Depuis un article de 1985, on proclame que la pomme de terre frite a été inventée dans le Namurois au XVIIe siècle. Une enquête dans les documents historiques démontre que cette hypothèse n'est pas plausible. Alors où est-elle réellement  née ?

Dans le numéro du quotidien liégeois l'Express du 14 novembre 19001, un certain Bertholet (pseudonyme) lançait un débat qui taraude toujours les plus gastronomes d'entre nous. Quelle est la véritable histoire de la pomme de terre frite ? Si nos compatriotes se posent la même question depuis plus de cent ans, ils ne lui ont pas toujours apporté les mêmes réponses. En gros, trois pistes se firent jour.
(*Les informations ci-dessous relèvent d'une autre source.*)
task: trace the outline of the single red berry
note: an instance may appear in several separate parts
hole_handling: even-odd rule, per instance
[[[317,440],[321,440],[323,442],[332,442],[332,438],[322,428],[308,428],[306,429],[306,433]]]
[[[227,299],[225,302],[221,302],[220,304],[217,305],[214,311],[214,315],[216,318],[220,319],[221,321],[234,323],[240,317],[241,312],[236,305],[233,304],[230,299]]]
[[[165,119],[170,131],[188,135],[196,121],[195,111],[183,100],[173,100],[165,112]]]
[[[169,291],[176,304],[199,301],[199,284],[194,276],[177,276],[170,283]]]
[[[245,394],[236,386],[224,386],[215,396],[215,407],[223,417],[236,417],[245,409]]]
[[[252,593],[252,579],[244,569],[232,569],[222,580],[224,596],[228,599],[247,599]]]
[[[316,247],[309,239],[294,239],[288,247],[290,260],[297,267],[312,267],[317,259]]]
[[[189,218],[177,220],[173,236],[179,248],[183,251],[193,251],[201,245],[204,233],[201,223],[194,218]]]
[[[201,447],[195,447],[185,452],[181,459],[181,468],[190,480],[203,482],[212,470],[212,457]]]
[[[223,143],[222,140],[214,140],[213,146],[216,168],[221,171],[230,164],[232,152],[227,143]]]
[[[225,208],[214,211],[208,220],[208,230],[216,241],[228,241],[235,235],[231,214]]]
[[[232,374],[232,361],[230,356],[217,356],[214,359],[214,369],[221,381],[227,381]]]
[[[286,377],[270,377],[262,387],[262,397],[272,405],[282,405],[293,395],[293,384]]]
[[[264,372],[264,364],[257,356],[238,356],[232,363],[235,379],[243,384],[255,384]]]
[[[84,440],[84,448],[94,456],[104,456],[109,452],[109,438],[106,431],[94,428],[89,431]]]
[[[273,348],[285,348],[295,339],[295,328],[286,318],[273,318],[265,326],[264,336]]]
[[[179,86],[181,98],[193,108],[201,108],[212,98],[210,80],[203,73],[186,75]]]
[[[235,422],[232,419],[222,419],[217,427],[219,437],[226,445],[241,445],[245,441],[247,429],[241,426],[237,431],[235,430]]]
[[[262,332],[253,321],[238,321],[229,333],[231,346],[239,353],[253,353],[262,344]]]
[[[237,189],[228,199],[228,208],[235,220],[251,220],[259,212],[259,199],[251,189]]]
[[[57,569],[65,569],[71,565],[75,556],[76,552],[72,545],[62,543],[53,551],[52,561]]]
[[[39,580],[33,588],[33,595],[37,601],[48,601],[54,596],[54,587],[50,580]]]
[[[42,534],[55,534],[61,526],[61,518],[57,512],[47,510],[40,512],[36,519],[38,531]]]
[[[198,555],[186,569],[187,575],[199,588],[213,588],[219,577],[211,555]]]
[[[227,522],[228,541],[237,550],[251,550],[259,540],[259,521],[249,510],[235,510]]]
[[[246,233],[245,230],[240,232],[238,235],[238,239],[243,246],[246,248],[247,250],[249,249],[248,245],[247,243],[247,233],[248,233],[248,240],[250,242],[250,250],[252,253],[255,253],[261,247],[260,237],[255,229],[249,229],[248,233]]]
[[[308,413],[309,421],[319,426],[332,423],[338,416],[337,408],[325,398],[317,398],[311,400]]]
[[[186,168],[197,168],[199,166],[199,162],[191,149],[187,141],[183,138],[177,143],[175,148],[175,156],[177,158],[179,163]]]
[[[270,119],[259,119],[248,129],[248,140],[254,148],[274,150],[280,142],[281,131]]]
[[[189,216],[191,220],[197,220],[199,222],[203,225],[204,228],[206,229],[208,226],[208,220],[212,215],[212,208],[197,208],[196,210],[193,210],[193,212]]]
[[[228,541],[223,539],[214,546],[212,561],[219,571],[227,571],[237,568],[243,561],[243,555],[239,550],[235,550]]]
Hypothèse d'une origine russe

La première piste nous renvoie directement à l'article de Bertholet. Le citoyen belge de 1900, nous apprend le journaliste, était plutôt enclin à attribuer la paternité du bâtonnet doré aux Russes. Pourquoi aux Russes ? Tout simplement parce que le paquet de frites dont on se délectait chaque année à la foire portait l'énigmatique nom de « russe ». L'auteur de l'article rectifia cette erreur trop répandue. Ce nom surprenant n'avait rien à voir avec l'origine présumée de la frite, mais bien avec Monsieur Fritz, célèbre forain du milieu du XIXe siècle, qui avait profité de l'immense vogue médiatique suscitée par la guerre de Crimée pour baptiser ses grands paquets de pomme de terre frite des « russes » et ses petits paquets des « cosaques ».2 Si les seconds ont rapidement disparu, les premiers ont fait fortune, si bien que 50 ans plus tard, tout le monde se promenait un « russe » à la main, sans savoir pourquoi il croquait des sujets du tsar.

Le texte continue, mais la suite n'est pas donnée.